Il
fiore del male. Claude Chabrol. 2003. FRANCIA.
Attori: Benoit Magimel,
Nathalie Baye, Suzanne Flon
Durata: 104’
Titolo originale: Le
fluer du mal
Di ritorno da un viaggio fatto
negli Stati uniti, Françoise si ricongiunge con tutta la famiglia. Dopo tre
anni passati lontano da casa, finalmente rivede Michèlle, giovane parente della
quale è sempre stato innamorato. I loro genitori sono sposati, in seconde
nozze: Anne, la madre di lei, è candidata per le elezioni comunali di Bordeaux
e rischia di essere eletta alla carica di sindaco; Gerard, padre di lui, è
invece un medico con il vizio di tutti i viveur. Elemento di continuità tra le
due famiglie è l’anziana zia Line, il cui passato (lei aveva ucciso il padre
collaborazionista) è riesumato da un’avversa campagna delatoria nei confronti
di tutta la famiglia Charpin-Vasseur, con l’obiettivo di stroncare l’elezione
di Anne.

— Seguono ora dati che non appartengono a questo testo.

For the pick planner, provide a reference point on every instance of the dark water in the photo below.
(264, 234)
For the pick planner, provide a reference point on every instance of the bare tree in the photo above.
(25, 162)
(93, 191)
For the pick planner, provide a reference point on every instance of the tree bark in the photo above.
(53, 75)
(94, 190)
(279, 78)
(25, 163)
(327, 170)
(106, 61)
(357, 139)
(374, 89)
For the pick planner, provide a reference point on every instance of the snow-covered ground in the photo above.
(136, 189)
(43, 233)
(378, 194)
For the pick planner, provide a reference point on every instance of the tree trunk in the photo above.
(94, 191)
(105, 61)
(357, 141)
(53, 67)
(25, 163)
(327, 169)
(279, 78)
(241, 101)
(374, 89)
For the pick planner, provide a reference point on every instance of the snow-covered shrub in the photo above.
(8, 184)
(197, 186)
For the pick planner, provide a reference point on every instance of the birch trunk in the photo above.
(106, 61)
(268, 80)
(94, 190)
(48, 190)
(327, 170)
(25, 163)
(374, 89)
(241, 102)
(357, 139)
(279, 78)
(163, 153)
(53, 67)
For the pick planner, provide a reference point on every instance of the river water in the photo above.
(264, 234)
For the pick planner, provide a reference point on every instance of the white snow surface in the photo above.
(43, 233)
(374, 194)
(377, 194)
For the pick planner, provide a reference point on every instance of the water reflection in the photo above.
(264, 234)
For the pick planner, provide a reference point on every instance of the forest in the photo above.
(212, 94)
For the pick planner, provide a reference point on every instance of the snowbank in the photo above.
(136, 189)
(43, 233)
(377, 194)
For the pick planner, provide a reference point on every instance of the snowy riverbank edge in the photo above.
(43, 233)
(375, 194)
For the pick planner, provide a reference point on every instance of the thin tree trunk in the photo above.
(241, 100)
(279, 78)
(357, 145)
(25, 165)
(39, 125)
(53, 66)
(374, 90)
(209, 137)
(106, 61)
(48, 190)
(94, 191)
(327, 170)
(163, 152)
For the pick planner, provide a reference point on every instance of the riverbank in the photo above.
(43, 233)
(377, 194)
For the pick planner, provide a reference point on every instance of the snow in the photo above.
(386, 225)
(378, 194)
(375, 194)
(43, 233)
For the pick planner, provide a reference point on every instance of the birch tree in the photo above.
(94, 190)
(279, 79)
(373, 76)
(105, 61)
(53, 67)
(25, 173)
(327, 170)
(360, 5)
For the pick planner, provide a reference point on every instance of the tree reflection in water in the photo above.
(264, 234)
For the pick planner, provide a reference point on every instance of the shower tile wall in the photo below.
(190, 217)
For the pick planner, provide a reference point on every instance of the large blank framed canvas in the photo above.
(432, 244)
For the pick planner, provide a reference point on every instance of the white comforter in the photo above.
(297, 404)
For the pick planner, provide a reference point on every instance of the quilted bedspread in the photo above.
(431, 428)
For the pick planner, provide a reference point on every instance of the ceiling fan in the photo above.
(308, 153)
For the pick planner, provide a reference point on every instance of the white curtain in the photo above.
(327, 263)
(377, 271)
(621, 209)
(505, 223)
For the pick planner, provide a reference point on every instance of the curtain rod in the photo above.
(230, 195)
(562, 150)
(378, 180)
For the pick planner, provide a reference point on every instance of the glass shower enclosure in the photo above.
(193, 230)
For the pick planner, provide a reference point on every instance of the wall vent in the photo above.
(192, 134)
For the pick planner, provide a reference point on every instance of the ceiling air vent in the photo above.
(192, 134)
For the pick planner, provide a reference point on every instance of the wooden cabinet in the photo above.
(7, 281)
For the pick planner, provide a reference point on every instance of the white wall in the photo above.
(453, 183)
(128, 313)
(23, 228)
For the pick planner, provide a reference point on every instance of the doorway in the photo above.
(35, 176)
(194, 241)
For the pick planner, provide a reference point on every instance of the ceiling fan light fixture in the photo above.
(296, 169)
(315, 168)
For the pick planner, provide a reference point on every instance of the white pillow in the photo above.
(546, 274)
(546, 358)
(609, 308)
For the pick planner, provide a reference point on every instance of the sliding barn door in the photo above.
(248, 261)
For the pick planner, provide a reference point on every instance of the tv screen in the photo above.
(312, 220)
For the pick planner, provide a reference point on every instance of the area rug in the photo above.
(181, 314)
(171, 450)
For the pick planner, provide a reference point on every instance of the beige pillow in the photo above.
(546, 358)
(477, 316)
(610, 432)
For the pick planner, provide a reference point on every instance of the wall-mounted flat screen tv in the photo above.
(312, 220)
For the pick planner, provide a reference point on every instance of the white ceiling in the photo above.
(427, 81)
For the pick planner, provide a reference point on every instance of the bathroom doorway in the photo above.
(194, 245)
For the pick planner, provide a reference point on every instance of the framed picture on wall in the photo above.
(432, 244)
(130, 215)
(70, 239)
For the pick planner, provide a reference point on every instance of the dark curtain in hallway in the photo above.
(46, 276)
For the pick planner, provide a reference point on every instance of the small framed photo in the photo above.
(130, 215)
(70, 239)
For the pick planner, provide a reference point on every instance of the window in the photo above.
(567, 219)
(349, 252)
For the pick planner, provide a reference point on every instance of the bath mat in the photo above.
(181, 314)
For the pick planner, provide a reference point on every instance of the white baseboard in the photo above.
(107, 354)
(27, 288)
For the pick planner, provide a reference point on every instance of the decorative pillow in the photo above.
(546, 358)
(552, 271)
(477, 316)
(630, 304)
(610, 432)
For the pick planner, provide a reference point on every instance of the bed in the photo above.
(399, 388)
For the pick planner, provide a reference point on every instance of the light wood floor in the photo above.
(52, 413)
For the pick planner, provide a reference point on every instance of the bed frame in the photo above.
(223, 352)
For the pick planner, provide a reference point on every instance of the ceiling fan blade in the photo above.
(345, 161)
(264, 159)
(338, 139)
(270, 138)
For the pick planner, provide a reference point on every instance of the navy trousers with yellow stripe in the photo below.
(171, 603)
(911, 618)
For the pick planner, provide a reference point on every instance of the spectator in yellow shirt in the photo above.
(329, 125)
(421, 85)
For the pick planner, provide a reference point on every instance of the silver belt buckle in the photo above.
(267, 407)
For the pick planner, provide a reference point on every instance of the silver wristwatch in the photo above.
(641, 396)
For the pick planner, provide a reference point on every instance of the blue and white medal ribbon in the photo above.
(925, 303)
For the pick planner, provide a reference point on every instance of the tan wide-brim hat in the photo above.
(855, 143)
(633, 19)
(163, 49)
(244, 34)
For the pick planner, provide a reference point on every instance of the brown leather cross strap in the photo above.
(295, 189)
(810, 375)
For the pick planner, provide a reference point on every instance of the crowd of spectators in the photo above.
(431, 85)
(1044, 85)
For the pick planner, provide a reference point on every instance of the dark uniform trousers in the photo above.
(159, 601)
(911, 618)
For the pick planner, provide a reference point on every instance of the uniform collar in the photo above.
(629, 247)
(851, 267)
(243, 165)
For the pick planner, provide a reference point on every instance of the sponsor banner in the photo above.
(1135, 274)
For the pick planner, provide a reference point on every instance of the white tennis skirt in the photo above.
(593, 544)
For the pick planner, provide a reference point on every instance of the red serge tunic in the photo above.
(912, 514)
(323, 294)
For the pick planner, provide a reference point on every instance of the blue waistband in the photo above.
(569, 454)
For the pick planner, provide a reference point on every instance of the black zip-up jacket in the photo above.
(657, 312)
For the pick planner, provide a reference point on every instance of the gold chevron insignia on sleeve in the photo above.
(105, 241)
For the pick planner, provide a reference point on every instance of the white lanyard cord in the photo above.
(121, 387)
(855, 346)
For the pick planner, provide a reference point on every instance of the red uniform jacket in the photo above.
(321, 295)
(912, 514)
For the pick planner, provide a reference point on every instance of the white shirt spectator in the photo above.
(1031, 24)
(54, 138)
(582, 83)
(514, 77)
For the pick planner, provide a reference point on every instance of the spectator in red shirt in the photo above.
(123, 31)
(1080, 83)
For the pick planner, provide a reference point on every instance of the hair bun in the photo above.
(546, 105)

I sospetti ricadono su Gerard, contrario alla carriera politica della
moglie. Sarà proprio questo invece, ad essere ucciso dopo che avrà provato a
sedurre la giovane Michelle.
Elegante, quieto, politico e
freddo. Il nuovo lavoro del regista francese è lento come il tempo che non
trascorre mai. Ancora una volta, una famiglia borghese è il miglior pretesto
per raccontare della Francia (una famiglia a circuito chiuso), senza
dimenticare l’esperienza collaborazionista, ma impastandola nel moderno gioco
della politica (la necessità di calcare la mano è aumentata dopo gli
avvenimenti elettorali che hanno portato l’estrema destra di Le Pen al ballottaggio
con il centro destra di Chirac). Uno splendido e lentissimo carrello
c’introduce sulla scena del delitto, senza che questo possa avere a che fare
con la trama (almeno in maniera diretta). È un gioco quello di Chabrol, che con
il cadavere in apertura scherza con lo spettatore creando suspence dove nessuno
immaginerebbe che possa nascere. La morte farà ritorno verso la fine, quasi
improvvisa, anche se ne è detto per oltre metà dell’intero film. Esteticamente
bello, rivela uno spessore notevole (i giovani con l’anziana zia, a braccetto,
metafora di tre generazioni unite, l’assenza del tempo) ed un impegno che solo
poche volte Chabrol ha abbandonato o ridimensionato. Molto brave Suzanne Flon e
Nathalie Baye ad entrare in perfetta sintonia con uno dei più hitchcockiani tra
i prodotti francesi degli ultimi anni. Ancora una volta, Chabrol non si
allontana dal passato, ma lo fa rivivere attraverso il suo punto più forte, la
costanza del tempo. In realtà però, purtroppo, pur apprezzando il lavoro del
maestro della Nouvelle Vauge, ho dovuto lottare contro il sonno perché l’ho
visto all’ultimo spettacolo in un cinema scomodo.